Lance Blaise:I personally have not used an iPad for my setup yet, but I’m certainly not opposed to trying it. When the iPhone first came out, there was a program called TouchOSC, which is something that people are still using with the iPad, and I actually use that on the iPhone for a little while, just basically testing it out. It was kind of like a novelty, because obviously the iPhone is a little bit small to be used as a dedicated controller but, seeing how good it was then, I’m certainly not opposed to using an iPad. I just really haven’t decided how to introduce any more pieces of equipment to my setup yet, but I wouldn’t be opposed to that at all.
Carl Cox has been your mentor for the past few years. How has working with him influenced your career?
Lance Blaise: I would say, basically, the time’s that I’ve played with Carl, and you know, basically got to see how he, you know, really controls the crowd, and really just how he is as a person, and he’s a pretty grounded individual, like with all his success.
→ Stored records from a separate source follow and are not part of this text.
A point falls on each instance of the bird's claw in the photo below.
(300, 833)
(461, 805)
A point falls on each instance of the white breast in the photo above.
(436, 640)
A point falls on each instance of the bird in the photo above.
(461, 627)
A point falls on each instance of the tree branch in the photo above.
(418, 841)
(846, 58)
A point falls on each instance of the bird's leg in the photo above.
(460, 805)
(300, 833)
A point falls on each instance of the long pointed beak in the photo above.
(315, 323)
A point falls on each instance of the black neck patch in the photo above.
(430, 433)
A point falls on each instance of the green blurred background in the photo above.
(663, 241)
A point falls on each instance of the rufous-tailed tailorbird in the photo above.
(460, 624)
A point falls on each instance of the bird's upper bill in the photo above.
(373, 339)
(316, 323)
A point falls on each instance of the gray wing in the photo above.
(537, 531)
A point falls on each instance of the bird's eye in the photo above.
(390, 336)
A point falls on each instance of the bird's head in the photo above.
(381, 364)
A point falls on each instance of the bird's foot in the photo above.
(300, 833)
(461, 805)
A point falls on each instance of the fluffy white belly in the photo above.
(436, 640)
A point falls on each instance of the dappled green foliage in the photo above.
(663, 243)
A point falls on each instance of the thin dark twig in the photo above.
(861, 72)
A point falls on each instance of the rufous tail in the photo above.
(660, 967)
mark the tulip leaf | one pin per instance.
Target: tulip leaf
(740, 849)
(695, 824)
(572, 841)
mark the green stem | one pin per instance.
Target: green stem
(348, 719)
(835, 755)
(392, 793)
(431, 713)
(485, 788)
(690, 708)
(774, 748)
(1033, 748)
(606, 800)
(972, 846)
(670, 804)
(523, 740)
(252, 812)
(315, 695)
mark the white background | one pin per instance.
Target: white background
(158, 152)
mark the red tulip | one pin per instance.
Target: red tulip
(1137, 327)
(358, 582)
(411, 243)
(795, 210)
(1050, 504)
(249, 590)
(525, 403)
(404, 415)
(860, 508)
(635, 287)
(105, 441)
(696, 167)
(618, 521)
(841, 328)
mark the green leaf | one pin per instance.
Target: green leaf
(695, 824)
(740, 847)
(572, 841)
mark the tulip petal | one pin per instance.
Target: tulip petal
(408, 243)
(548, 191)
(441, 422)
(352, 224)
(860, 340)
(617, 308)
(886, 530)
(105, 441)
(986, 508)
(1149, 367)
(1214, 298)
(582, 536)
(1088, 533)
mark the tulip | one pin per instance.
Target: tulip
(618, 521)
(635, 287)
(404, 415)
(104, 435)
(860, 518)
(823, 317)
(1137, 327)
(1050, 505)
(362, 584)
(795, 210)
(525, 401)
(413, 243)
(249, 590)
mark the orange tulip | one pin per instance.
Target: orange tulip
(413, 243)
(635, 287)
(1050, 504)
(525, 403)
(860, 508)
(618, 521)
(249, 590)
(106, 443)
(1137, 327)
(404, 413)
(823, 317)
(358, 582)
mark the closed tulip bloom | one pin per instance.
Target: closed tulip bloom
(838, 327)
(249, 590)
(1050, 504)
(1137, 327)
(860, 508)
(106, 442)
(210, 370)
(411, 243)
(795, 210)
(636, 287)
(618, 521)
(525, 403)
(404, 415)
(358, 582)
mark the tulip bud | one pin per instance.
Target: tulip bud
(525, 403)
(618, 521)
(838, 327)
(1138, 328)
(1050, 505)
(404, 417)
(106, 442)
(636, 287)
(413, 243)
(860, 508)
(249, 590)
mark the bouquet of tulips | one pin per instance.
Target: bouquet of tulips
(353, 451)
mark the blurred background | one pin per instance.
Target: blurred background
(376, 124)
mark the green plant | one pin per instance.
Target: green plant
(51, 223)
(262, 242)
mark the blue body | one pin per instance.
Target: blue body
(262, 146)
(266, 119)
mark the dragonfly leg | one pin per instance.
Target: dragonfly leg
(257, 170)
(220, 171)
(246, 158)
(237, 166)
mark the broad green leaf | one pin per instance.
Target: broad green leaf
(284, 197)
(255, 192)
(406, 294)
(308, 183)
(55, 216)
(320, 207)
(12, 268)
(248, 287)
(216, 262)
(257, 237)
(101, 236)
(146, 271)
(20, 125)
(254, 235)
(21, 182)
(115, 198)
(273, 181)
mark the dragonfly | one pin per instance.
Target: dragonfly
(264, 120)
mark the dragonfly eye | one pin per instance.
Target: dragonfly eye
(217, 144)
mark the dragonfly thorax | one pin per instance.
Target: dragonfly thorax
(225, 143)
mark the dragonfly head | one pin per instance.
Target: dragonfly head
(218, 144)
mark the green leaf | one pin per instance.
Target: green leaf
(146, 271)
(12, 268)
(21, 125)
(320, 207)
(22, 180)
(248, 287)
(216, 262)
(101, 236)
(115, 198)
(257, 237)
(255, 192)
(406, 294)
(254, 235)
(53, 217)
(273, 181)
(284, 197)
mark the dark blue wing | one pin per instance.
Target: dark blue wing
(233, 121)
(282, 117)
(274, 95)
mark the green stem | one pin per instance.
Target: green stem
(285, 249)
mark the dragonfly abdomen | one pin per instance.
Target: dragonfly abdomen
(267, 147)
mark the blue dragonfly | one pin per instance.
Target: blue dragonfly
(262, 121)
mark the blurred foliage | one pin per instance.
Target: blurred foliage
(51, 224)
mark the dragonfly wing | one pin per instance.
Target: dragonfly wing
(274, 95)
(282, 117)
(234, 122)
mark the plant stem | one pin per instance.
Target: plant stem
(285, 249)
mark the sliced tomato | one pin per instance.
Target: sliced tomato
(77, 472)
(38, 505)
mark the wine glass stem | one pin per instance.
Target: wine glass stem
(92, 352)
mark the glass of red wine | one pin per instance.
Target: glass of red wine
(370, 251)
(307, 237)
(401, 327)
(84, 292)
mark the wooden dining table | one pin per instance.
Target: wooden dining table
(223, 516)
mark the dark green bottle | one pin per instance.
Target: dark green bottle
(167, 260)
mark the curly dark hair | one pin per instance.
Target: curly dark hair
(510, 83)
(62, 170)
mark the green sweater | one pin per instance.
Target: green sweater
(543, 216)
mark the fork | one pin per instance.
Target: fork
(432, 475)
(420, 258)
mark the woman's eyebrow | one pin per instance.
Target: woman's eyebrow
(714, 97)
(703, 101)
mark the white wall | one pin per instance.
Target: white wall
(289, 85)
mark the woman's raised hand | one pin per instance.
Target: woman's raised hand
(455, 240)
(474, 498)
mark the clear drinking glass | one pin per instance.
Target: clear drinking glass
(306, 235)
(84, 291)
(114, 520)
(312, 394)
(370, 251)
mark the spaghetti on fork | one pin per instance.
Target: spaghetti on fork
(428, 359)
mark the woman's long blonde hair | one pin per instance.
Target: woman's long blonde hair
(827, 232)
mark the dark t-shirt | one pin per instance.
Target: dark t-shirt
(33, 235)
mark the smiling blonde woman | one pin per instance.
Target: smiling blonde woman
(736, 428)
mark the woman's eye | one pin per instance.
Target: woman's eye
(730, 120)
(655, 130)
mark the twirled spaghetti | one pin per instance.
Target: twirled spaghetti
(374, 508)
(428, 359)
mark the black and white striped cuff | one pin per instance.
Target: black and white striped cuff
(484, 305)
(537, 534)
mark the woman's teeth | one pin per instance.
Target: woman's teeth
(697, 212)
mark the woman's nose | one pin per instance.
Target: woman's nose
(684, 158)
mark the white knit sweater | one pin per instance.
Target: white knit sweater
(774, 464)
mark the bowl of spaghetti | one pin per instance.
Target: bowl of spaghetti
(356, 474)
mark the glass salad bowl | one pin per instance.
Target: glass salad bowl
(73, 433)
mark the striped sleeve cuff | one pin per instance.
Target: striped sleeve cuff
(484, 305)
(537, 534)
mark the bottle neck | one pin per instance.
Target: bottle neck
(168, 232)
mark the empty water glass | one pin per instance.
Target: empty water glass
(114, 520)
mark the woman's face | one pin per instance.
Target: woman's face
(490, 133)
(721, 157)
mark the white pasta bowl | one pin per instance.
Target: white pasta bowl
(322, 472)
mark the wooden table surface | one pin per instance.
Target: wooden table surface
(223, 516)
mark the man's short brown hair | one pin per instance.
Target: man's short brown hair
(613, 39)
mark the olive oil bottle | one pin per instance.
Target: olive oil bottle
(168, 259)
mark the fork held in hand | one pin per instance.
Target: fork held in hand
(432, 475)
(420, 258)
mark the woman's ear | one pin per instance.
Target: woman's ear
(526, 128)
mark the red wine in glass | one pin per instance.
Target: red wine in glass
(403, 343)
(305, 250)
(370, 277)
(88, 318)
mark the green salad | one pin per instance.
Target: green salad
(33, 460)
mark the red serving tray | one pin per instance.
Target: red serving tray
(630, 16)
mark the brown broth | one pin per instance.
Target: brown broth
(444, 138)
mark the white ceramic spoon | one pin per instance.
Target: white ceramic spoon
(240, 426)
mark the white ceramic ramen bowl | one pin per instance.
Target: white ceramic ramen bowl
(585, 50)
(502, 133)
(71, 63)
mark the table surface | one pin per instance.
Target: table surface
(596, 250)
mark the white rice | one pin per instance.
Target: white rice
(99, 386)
You go over to places, like I traveled with him into Mexico, for instance, and our car was getting surrounded. We couldn’t even get out of the car, because people just wanted his autograph. To see what a grounded person he is, you really, you know, it helps me to stay grounded and overall attitude is something I learned from him, I think, which is probably the most valuable thinks I could have taken away from him.
Why did you decide to start Teggno Records?
Lance Blaise: The label, originally, back in, I believe, the end of 2006, was created by myself and Gabriel Ben, and we, at the time, created it, basically because we needed to release some music that we already had slated to come out on another label, but this label actually wasn’t paying us for a lot of the music we had done and had topped the charts and was getting airplay all over the world. And, you know, we had a lot of sales, but, basically, we hadn’t received any of the money, so Gabe and I, basically, took the remaining music that was supposed to come out on that label and started to release it on our own label, and that’s basically how Teggno was started. And, I run the label now, along with I have an A&R person who helps, his name’s Frank Chiarello. Gabe has since left Teggno, only because he wasn’t able to focus on it as much, and I kind of wanted to push the Teggno sound into a bit of a different direction, a little bit darker, harder techno, I guess.
Since your label’s start, how has it expanded? Where would you like it to go?
Lance Blaise: I think what I said, kind of in the last question, the label has completely grown and changed a lot, since when it first started: the sound was a lot different when Gabe and I were making music together under the Tattoo Detectives name. I guess, the techno sound we were releasing was a little bit more of, not a tech-house but, a house-ier version of techno. And, we basically modeled all of Teggno around that and, you know, we put in some tech-house, and we’ll put in some harder techno here and there. Basically, when I took it over solely, I decided I wanted to, basically, to make it a bit more, like, driving, harder techno, which, you know, also helps it grow into basically what it is today. And, for the future, I would love to keep going in that direction and becoming a lot bigger. I want it to be an outlet for the younger techno producers that are having trouble getting their music out there, to have a place to release that type of music –like this type of music – that Teggno releases.